= Normen Europäischer Modellbahnen =

Normen Europäischer Modellbahnen (Normes Européennes de Modélisme ferroviaires, literally European Standards for Model Railways, known in the UK as Normal European Modelling Standards (NEM Standards)) are standards for model railroads, issued by the MOROP.

==Standards==
The NEM standards are defined and maintained by the Technical Commission of the MOROP in collaboration with model railroad manufacturers.

The NEM standards define the model railroad scales and guide manufacturers in creating compatible products and assist modellers in constructing model railroad layouts that operate reliably. The standards cover areas like suggested grades, turnout radii, wheel profiles, coupling designs and Digital Command Control (DCC) and are mostly scale specific. A fundamental principle in NEM standards are compromises in the exact scale reduction ratio in order to favour operational reliability of model railroad systems. An example for this is wheel flanges which tend to be proportionally wider in smaller scales to ensure reliable operation.
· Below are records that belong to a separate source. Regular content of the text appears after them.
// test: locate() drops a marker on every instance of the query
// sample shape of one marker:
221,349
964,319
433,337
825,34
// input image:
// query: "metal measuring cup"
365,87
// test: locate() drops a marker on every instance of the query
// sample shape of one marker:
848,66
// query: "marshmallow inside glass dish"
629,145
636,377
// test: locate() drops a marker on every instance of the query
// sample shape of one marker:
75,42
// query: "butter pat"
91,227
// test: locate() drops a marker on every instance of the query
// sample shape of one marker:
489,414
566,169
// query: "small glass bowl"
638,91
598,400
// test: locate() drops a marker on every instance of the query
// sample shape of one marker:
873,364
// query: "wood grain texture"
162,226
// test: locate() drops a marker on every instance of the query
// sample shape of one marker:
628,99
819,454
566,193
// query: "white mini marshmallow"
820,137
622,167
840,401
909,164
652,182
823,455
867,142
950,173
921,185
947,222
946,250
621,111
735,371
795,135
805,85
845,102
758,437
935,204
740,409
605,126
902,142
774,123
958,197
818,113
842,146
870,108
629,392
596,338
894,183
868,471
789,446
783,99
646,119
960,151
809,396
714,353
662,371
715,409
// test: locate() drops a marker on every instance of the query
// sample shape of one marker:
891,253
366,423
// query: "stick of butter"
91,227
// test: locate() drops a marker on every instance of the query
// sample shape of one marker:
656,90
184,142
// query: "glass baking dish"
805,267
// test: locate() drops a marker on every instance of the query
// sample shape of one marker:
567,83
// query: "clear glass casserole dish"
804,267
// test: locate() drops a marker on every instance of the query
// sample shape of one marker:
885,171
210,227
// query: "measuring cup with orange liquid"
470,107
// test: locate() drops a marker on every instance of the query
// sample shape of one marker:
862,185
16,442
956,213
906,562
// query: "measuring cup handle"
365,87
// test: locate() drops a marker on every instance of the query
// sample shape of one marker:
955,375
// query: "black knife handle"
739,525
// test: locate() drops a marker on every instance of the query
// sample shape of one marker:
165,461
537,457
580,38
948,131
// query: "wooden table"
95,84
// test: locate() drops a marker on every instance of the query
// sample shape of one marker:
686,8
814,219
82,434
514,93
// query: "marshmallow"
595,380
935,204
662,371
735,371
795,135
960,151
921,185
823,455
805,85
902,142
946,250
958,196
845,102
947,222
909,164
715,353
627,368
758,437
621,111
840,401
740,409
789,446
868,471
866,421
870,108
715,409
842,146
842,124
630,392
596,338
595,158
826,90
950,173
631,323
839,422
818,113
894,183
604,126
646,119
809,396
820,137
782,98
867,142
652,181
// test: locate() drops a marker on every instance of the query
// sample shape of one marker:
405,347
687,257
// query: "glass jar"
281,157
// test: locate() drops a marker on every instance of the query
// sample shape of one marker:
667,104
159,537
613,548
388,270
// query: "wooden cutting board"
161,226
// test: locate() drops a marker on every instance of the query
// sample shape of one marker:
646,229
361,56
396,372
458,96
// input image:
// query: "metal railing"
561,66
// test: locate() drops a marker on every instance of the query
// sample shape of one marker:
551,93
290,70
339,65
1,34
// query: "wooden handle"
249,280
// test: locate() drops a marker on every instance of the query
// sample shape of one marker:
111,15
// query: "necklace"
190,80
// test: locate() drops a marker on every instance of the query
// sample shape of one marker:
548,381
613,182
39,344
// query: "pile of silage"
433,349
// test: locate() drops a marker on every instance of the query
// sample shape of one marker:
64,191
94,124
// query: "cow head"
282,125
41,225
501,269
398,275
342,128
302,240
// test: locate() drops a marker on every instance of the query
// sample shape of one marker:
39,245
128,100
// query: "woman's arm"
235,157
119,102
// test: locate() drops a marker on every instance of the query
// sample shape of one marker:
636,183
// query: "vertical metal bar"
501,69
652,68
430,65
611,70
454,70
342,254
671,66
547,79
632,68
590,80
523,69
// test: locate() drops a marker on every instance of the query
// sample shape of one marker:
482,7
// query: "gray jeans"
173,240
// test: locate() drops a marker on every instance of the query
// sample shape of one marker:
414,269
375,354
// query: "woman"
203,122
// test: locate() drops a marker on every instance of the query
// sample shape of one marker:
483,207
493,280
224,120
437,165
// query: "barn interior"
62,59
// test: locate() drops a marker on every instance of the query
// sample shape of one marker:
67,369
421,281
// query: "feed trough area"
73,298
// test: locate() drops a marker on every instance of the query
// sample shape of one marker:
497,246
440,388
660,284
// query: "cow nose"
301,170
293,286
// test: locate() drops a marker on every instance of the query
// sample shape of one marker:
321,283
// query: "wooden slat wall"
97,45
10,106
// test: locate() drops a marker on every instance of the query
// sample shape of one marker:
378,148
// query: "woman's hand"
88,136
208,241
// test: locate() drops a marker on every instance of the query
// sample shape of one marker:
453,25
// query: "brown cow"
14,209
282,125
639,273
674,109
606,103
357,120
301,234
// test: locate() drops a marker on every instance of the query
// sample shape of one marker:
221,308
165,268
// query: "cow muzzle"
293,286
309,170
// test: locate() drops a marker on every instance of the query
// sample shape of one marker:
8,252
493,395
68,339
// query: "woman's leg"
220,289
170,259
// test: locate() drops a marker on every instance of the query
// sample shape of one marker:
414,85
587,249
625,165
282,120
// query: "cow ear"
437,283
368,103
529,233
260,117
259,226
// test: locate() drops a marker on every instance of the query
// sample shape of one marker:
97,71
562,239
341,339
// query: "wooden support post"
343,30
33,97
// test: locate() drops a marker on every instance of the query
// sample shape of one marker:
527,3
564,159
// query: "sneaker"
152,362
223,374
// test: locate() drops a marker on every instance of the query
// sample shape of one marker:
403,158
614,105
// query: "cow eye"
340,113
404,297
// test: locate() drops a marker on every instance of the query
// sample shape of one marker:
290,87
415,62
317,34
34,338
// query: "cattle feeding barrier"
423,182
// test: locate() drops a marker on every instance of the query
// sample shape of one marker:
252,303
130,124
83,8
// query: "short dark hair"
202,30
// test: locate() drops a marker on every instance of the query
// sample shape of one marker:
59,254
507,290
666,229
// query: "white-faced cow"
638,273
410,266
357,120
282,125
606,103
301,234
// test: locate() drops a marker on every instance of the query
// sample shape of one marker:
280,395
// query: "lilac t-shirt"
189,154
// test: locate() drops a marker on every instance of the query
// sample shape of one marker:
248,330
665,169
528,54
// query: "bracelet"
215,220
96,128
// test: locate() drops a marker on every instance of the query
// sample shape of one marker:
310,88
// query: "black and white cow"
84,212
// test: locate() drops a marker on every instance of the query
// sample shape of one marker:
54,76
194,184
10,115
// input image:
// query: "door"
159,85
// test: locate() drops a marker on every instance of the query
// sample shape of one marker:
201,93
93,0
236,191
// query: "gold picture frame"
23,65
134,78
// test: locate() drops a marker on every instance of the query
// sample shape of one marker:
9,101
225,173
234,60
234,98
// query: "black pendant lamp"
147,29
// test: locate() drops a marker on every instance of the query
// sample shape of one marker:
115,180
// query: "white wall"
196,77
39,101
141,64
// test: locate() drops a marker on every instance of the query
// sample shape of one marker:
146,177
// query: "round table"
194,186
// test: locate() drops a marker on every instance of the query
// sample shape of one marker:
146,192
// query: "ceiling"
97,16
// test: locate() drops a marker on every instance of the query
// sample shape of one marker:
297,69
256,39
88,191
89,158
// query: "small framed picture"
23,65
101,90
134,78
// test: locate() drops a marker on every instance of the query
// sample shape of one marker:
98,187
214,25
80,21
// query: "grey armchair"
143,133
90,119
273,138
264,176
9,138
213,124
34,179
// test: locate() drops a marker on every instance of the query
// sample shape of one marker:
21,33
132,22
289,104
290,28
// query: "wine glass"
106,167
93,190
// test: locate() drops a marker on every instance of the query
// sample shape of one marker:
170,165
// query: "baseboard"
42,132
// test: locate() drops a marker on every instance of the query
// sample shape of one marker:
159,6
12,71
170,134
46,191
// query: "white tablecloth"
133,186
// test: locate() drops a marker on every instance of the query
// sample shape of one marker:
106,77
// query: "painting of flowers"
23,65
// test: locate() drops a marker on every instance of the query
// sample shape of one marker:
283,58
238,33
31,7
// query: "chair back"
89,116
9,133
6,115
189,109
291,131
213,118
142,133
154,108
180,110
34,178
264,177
The NEM standards cover areas similar to the standards and recommended practices defined by the National Model Railroad Association (NMRA) in the United States, but the two standards are not universally interchangeable. In recent years, MOROP and NMRA have been working more closely together to establish common standards for developments such as DCC. European model railroad manufacturers generally follow the NEM standards, while North American manufacturers generally follow NMRA standards.